He asked AI to count carbs 27000 times. It couldn't give the same answer twice
Task feasibility: carbs from photos
- Many argue the problem is fundamentally under‑specified: photons don’t reveal hidden ingredients, portion density, added oils, or internal contents.
- Examples: identical-looking foods can differ massively in calories; even carbs can vary with bread type, fillers, sauces.
- Others counter that for carbs specifically, typical foods (e.g., a plain white-bread cheese sandwich) allow a rough, consistent human estimate using prior knowledge.
LLM behavior: randomness and limitations
- Commenters note LLMs are probabilistic next-token predictors; repeated queries yield varied answers, even at low temperature.
- Some highlight that even with temperature near 0 and same prompt, hardware, backend changes, and model design can still cause nondeterminism.
- Models also struggle to quantify their own confidence; numeric “confidence scores” often don’t reflect actual uncertainty.
Medical and ethical concerns
- Strong agreement that using generic LLMs as autonomous insulin-dosing calculators is dangerous.
- AI carb-counting features in diabetes tools and commercial apps are seen as potentially harmful or fraudulent, especially when marketed as accurate.
- Several insist the correct response from an AI here should be “I can’t tell” or a clearly caveated rough range, not a precise-seeming guess.
Critiques of the study and article
- Some see the result as “water is wet”: obvious to anyone technical; they view the article as clickbaity or shallow.
- Others defend it as an important quantitative demonstration for non-technical diabetics and policymakers, especially since prompts were taken from real insulin-related software.

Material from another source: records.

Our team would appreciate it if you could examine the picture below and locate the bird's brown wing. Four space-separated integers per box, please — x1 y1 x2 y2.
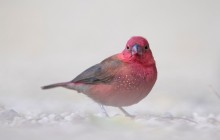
71 55 122 84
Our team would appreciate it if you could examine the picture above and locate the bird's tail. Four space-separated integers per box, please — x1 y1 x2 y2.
41 82 69 89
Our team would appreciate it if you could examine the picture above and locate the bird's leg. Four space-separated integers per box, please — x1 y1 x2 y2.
118 107 135 118
99 104 109 117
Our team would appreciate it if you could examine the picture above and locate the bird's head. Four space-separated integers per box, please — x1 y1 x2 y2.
122 36 155 65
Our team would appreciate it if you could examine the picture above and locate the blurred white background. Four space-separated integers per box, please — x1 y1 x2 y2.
0 0 220 139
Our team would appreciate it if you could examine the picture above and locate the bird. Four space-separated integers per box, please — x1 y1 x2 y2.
42 36 157 117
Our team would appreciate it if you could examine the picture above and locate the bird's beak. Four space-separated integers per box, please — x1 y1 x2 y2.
131 44 142 55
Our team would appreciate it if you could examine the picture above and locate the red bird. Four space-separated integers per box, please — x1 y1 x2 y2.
42 36 157 116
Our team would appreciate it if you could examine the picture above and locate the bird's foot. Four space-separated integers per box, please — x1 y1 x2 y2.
118 107 135 118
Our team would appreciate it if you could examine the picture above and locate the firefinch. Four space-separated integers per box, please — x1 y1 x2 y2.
42 36 157 116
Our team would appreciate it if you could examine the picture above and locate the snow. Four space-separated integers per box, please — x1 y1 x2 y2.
0 0 220 140
0 104 220 140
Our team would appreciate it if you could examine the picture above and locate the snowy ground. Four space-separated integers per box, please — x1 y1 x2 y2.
0 0 220 140
0 97 220 140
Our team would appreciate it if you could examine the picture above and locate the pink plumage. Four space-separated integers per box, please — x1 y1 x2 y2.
42 36 157 115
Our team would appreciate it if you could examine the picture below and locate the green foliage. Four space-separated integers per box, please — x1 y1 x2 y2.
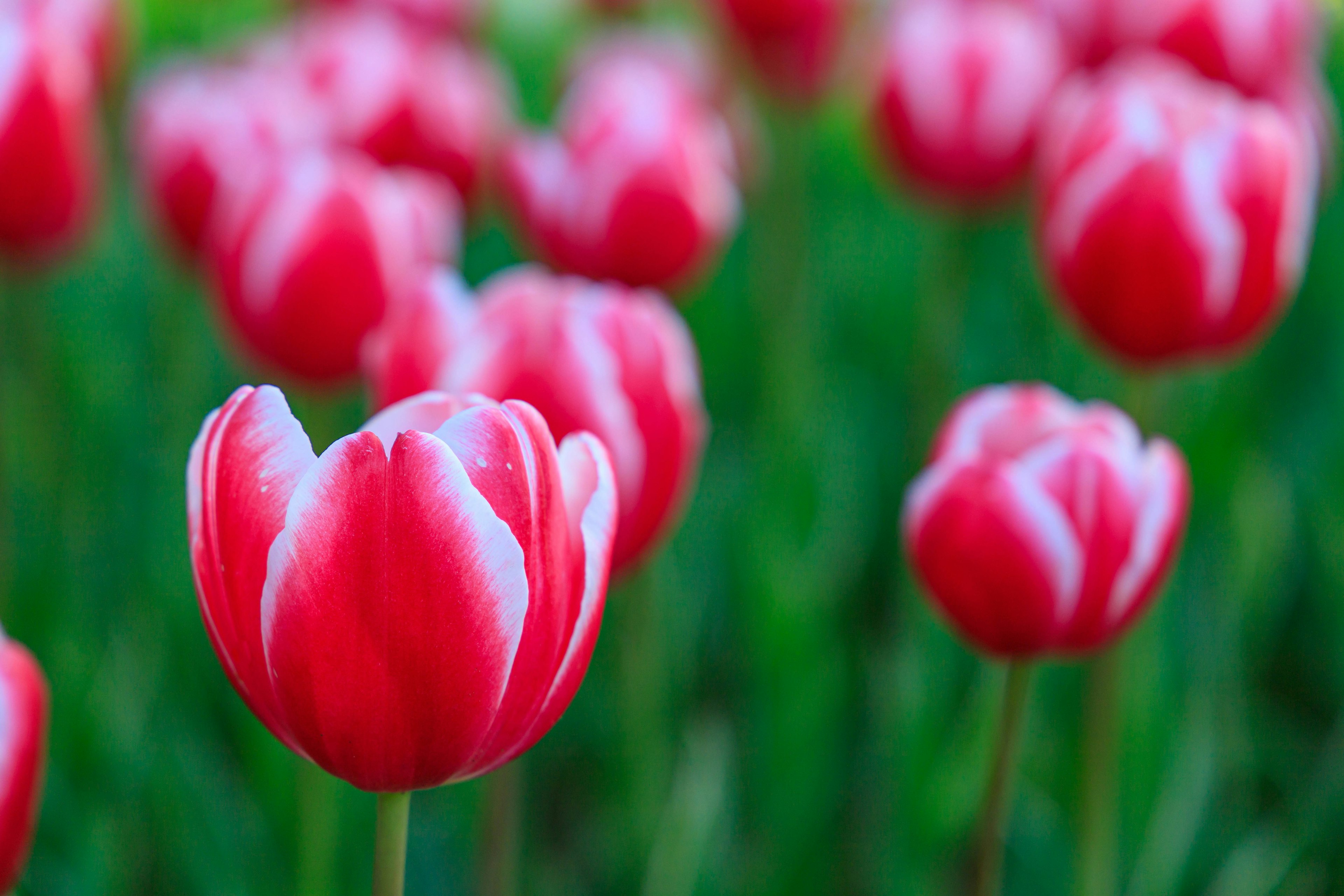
8 0 1344 896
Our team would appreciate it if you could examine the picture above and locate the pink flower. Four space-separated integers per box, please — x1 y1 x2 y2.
503 42 739 286
0 4 98 255
1039 55 1318 363
903 386 1189 658
187 386 616 792
875 0 1064 200
0 633 51 892
715 0 851 101
211 146 460 383
365 267 708 571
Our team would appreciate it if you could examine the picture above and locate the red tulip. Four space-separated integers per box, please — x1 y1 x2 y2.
365 267 707 571
504 42 739 286
876 0 1064 200
270 11 511 205
716 0 849 99
212 153 458 382
187 386 616 792
0 4 98 254
903 386 1189 659
1039 56 1318 363
133 67 327 255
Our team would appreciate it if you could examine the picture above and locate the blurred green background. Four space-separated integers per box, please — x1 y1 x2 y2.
0 0 1344 896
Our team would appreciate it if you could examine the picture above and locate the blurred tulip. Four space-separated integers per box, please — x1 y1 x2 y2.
0 633 51 893
211 153 460 383
715 0 851 101
1039 55 1318 363
903 386 1189 659
365 267 708 571
875 0 1064 200
503 43 739 286
0 4 98 255
187 386 616 792
132 67 327 255
270 11 512 205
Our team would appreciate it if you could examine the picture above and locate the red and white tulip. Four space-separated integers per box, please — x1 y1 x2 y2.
187 386 616 792
211 152 461 383
903 386 1189 659
1039 55 1318 364
503 36 741 286
875 0 1064 200
365 267 708 571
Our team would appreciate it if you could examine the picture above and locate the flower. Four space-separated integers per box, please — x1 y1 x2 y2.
501 39 741 286
365 267 708 571
210 152 460 383
1037 55 1318 364
902 386 1189 659
0 633 51 893
187 386 616 792
875 0 1064 200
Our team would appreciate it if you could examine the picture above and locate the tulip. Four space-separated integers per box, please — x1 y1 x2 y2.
365 267 708 571
0 633 51 893
0 4 98 255
716 0 849 101
211 146 458 383
875 0 1064 200
1037 55 1318 364
503 37 739 286
902 386 1189 659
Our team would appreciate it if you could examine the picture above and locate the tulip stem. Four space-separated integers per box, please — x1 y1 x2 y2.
374 794 411 896
1078 648 1120 896
974 662 1031 896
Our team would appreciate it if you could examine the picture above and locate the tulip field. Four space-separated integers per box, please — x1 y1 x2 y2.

- A few say the more interesting baseline would be human estimates or existing commercial apps, not just raw frontier models.
Better approaches and practical use cases
- Suggested improvements: include text descriptions, approximate weights, labels, barcodes, or Bluetooth scales; use specialized vision models plus nutrition databases.
- Some report success using LLMs to log food when they provide exact ingredients and weights, with AI mainly doing aggregation and lookups.
- Consensus: image-only carb estimation should be treated as rough guidance at best, not as a medical-grade input.
Public understanding and AI marketing
- Many blame aggressive “AI can do anything” marketing and sci‑fi imagery for users treating LLMs as oracles.
- Calls for better AI literacy in schools and clearer vendor messaging about limitations and appropriate use cases.